The ‘Beyond Banglatown’ website builds on the project team’s previous work on Bangla Stories and Our Migration Story, and it continues Runnymede’s decades-long effort to assist schools to incorporate the teaching of larger British histories of race, empire, and migration into their classrooms. This work has advocated for schools to teach scholarship-driven histories of Britain; histories that bridge the artificial divide between “Britain” and “World”; histories that engage with the decades of struggle against racism and inequality in Britain; and histories that acknowledge Britain’s black and Asian subjects and citizens whose labor, both at home and abroad, has fuelled British industry and who have also called Britain home for at least the last 400 years.

These histories must not be ignored in the current context, as the Covid-19 crisis threatens to exacerbate the challenges facing the Bengali community and the curry sector on Brick Lane, and as young protestors across the country demand that Britain finally reckon with its multi-racial, imperial, and post-imperial past.

Mr.
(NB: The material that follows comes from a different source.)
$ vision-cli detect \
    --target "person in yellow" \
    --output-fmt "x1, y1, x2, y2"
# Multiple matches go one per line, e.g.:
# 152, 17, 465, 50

Sadiq, who can still be spotted stumbling down Brick Lane’s south end for his afternoon cup of tea, has witnessed the street’s incredible transformation over the previous five decades. His journey from British India to Singapore, the Maldives, and eventually Brick Lane; his establishing a life and livelihood in the street’s curry trade; and the growth and fall of the commercial notion of Banglatown are not merely stories about an obscure East London lane. These include histories of empire and migration, settlement, urban transformation, place-making, and the right to belong, as the new ‘Beyond Banglatown’ website investigates. Brick Lane tales, London stories, and British stories abound.